Lebih baik pulang dan beristirahat. Tentu saja juga melepas rindu dengan Agrima.

Yang ada di dalam benaknya adalah sang istri. Sangat ingin segera bertemu wanita itu, setelah sebulan ditinggal ke California.

Ya, ia baru mendarat di Jakarta pagi tadi, dengan jet pribadi milik AD Aviasi.

Sama sekali tak ada kesempatan pergi ke rumah guna berjumpa Agrima. Walaupun sudah dikabari tentang kepulangannya.
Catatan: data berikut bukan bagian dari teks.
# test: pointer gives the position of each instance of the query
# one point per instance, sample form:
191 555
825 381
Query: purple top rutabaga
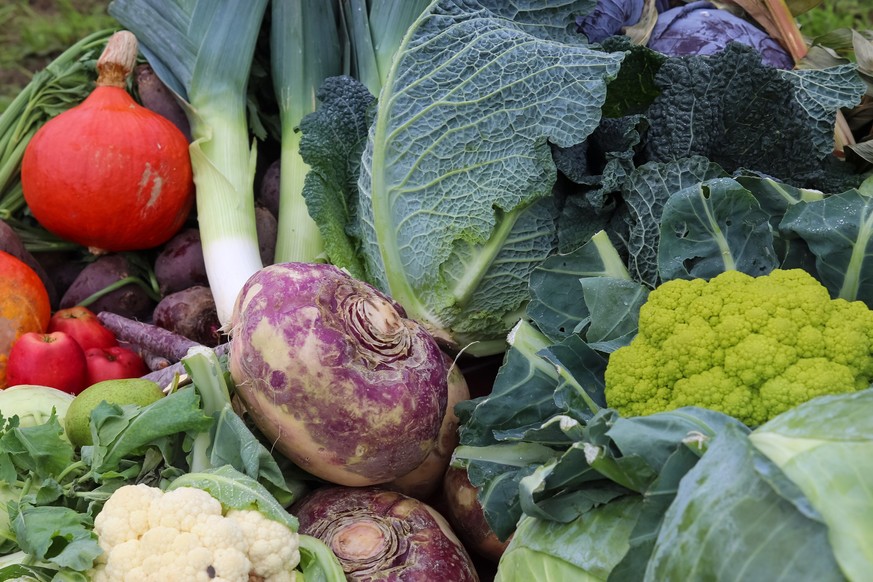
384 536
335 375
Sang istri tampaknya juga sangat sibuk, mengingat wanita itu sudah menjadi CEO DWT Corp dari beberapa waktu yang lalu.

Dan mereka baru bisa bertemu malam ini.

"Hai, Sayang," sapa Sapta mesra, tatkala sang istri mengangkat teleponnya.

Sapta telah sampai di dalam mobil. Sudah dihidupkan kendaraan roda empatnya.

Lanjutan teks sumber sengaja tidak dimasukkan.